11 de julio 2023, El Espectador
Hace unas semanas, cuando el trabajo mancomunado de indígenas y ejército logró encontrar con vida a los cuatro niños perdidos en la selva, Mauricio Rodríguez –constructor de paz y liderazgo– escribió: “Ojalá todos los colombianos nos pudiéramos unir para encontrar nuestros ‘cuatro niños perdidos’: la paz, la equidad, la solidaridad y el respeto”.
Como si camináramos sobre una cinta de Moebius o subiéramos bajando las escaleras pintadas por Escher, desde hace más de 60 años 50 millones de colombianos nos hemos sentido huérfanos de esos cuatro niños de los que habla Mauricio; esos que no supimos cuidar, porque otras prioridades acapararon los titulares y las agendas de una conciencia enrarecida por la guerra y por la indiferencia.
Se refundieron ante nuestros ojos, se nos escurrieron de las manos y de las palabras; se extraviaron entre la cotidianidad y lo trascendente, en la mesa del domingo y en los entornos que discriminan; en el confesionario y en la xenofobia, en las loterías que nunca se ganaron y en las balas que siempre se perdieron. Se nos fueron, porque nuestra historia está llena de aviones (relaciones, fusiles, abrazos, disensos) accidentados, que llevan años estrellándose en el patio de la casa y en las trincheras de la guerra, en los muertos del Darién, del Cauca, del Catatumbo y del Caquetá.
Y si logramos encontrar a los cuatro niños de los que habla Mauricio, tendremos que ofrecerles una segunda o una quinta oportunidad sobre la tierra; administrarles un nuevo material genético que los ayude a superar tantos años de conflicto armado, las cicatrices de una política excluyente y de una sociedad disociada y solitaria, en la que unos se ahogan, y otros van cada uno en su barca, por su río y con su brújula. Llevamos años “ninguneando” al prójimo, a los cuatro niños y a las selvas de árboles y de asfalto en las que todos alguna o mil veces nos hemos perdido.

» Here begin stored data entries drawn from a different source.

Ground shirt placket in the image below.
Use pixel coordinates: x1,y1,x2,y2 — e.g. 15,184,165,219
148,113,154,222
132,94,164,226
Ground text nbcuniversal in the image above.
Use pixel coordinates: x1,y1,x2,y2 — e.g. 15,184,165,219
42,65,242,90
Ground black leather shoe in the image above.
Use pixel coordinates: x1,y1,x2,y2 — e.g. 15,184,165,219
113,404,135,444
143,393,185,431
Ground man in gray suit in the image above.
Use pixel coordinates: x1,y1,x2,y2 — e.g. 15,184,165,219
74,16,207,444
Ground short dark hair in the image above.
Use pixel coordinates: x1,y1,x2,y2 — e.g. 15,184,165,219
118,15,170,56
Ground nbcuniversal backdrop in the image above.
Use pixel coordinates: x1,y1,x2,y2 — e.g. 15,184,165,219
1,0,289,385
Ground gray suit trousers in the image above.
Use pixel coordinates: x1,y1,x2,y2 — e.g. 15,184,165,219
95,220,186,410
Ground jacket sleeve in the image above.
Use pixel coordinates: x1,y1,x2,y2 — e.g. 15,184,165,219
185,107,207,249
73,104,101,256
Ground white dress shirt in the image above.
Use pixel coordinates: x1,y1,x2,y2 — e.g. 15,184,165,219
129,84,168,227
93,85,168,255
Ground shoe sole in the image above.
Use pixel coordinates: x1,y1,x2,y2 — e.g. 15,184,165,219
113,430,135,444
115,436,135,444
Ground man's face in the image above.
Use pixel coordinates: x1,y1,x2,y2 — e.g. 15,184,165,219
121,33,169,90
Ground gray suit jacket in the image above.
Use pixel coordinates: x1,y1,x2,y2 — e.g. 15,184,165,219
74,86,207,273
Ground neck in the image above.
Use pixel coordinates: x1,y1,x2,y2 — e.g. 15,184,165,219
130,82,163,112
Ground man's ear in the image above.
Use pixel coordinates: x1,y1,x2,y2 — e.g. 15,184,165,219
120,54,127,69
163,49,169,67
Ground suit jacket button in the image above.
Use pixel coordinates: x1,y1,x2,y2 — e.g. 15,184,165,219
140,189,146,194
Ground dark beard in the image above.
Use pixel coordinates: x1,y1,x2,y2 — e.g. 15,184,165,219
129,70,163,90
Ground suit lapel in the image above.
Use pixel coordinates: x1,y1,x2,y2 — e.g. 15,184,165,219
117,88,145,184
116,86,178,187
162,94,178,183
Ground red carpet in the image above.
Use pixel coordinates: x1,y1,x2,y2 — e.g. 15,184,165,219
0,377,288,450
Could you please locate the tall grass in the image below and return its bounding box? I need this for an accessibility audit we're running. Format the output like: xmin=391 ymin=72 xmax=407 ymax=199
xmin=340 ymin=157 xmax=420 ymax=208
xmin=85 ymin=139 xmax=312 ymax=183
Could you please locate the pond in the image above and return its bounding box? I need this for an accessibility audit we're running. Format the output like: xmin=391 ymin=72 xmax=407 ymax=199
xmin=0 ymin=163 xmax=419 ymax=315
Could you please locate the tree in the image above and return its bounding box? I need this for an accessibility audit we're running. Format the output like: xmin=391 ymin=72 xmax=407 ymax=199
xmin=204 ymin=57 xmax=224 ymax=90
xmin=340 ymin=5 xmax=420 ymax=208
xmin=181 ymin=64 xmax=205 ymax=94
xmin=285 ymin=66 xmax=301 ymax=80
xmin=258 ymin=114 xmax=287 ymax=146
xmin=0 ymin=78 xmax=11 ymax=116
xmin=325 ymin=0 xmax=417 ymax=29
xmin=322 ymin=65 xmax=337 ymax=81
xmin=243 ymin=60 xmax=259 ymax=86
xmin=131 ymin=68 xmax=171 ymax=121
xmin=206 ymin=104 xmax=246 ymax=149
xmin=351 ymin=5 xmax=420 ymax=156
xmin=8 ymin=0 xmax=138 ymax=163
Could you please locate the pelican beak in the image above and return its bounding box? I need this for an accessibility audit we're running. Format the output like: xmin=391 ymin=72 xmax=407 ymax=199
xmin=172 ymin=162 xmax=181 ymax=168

Y no es para deprimirnos, pero sí para despertarnos:
La paz es una niña abusada, maltratada, a la que no hemos sabido proteger. La equidad se volvió añicos bajo las cuchillas de los intereses creados, de los dueños de todo, de los amos que no supieron amar.
La solidaridad aparece cuando huracanes y terremotos rompen el cielo y la tierra, pero está lejos de ser un motor cotidiano en el corazón y en los balances de la gente.
Y ni hablar del cuarto niño, el respeto, ése que ya no existe en un país que en 6 meses ha cometido más de 50 masacres y ha visto asesinar a 89 líderes sociales y a más de 20 firmantes de paz.
Nuestros cuatro niños, enfermos y urgentes, exigen que nos unamos la primera y la última línea, la guardia indígena y la militar, los artistas y los presos, los maestros y los hacendados, los 15 millones de colombianos que sufren inseguridad alimentaria, y los 4 ciudadanos que tienen en su haber más riqueza que 25 millones de colombianos.
Del rescate de los cuatro niños que habla Mauricio, depende que la nuestra sea una nación emocional, económica y socialmente viable.
Paz, equidad, solidaridad y respeto. Nuestros cuatro pilares por los que bien vale la pena desarmar los espíritus. Es tarde pero no imposible, y uno pensaría que es ahora, el gobierno de la vida, el llamado a encausar a estos 50 millones de rescatistas. Llámese mandato ético o desafío social, si decidimos sobrevivir al escepticismo, si el marasmo no se devora nuestra capacidad de esperanza, si comprendemos que el enemigo no es el prójimo sino la inercia, nuestros cuatro niños perdidos volverán a la vida y nos devolverán del dolor y del olvido.